Yes. The NRLA is the largest by a distance, but it is not the only option. The British Landlords Association is a smaller national body, and Scotland has separate representation through the Scottish Association of Landlords, because the NRLA covers England and Wales only. There are also local landlord forums and accreditation schemes run by individual councils.
For most landlords in England and Wales the practical choice comes down to the NRLA or going without. The smaller bodies tend to compete on price rather than on the weight of their lobbying or the depth of their resources.
How to join the NRLA
Membership is paid annually, and the NRLA lists the current tiers and prices on its own site. You can compare the options and sign up on the NRLA membership page. The only real requirement is that you let, or are about to let, at least one property.
Frequently Asked Questions
Is the National Landlords Association still going?

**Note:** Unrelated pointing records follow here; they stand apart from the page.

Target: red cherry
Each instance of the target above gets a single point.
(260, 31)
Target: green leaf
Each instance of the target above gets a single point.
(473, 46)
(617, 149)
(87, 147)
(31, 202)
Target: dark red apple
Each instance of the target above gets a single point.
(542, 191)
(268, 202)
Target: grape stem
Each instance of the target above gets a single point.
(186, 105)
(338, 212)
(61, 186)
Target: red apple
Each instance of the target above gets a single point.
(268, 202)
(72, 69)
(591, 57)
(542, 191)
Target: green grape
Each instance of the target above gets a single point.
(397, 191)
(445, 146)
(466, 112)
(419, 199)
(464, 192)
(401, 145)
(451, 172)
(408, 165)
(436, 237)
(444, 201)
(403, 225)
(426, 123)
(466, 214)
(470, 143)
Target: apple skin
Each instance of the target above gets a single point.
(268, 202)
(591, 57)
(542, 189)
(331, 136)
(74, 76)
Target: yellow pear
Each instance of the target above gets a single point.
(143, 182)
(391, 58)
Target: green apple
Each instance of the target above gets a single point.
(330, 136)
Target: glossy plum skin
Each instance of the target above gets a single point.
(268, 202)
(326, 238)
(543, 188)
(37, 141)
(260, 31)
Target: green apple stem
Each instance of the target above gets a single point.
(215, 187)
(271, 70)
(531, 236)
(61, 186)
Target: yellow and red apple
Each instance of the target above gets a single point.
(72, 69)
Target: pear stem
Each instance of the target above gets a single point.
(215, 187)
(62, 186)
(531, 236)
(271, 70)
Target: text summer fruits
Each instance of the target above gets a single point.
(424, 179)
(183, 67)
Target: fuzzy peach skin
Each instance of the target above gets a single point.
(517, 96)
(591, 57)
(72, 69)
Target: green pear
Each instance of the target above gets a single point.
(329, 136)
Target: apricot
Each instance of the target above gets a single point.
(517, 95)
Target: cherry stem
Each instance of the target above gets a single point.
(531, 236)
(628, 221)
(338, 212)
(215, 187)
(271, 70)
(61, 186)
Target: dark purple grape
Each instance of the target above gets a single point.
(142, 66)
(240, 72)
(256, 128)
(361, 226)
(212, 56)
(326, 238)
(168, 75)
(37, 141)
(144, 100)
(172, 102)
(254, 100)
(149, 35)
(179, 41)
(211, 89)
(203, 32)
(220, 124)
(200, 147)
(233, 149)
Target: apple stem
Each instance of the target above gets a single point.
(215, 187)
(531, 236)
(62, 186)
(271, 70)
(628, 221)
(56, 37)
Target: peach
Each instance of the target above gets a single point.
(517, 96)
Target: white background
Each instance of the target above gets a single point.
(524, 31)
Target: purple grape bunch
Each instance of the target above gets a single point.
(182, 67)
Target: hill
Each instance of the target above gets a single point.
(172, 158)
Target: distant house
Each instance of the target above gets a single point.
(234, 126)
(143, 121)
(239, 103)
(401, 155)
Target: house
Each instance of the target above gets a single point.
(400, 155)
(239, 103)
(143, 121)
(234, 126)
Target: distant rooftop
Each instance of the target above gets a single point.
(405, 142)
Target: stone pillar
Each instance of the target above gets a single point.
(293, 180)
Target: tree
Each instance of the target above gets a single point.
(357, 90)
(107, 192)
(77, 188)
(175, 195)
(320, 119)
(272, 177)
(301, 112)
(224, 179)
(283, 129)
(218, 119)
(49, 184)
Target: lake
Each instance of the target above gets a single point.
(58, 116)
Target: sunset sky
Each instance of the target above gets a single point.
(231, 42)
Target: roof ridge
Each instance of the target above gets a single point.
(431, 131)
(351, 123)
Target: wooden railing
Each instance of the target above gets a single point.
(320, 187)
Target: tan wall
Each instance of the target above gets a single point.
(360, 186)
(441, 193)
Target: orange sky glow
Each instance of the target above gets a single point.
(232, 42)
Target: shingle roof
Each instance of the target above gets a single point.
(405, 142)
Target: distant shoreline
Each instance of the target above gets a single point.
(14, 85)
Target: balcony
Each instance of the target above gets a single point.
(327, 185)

Not as a separate organisation. The NLA merged with the Residential Landlords Association in 2020 to form the National Residential Landlords Association (NRLA). If you are looking for the NLA, the NRLA is where it went.
What is the difference between the NLA and the NRLA?
The NLA was one of two large landlord bodies. The NRLA is the single organisation created when the NLA and the RLA merged on 1 January 2020. The NRLA does everything the NLA used to do, with a larger membership and one combined voice to government.
How many members does the NRLA have?
It launched in 2020 with more than 80,000 members and passed 100,000 by the end of 2022, which makes it the largest membership body for private landlords in England and Wales.
Do I have to join a landlords' association to be a landlord?
No. Membership is voluntary. You may separately have to comply with local licensing schemes or any future landlord register, but those are legal requirements set by government, not the same thing as joining an association.
Who runs the NRLA?
The chief executive is Ben Beadle. The organisation is run by a board and represents landlords across England and Wales.
Does the NRLA cover Scotland?
No. The NRLA represents landlords in England and Wales. Landlords in Scotland are represented by the Scottish Association of Landlords.
How much does NRLA membership cost?
The NRLA sets its own annual membership fees and runs more than one tier, so the price depends on the level you choose. The current fees are listed on the NRLA membership page.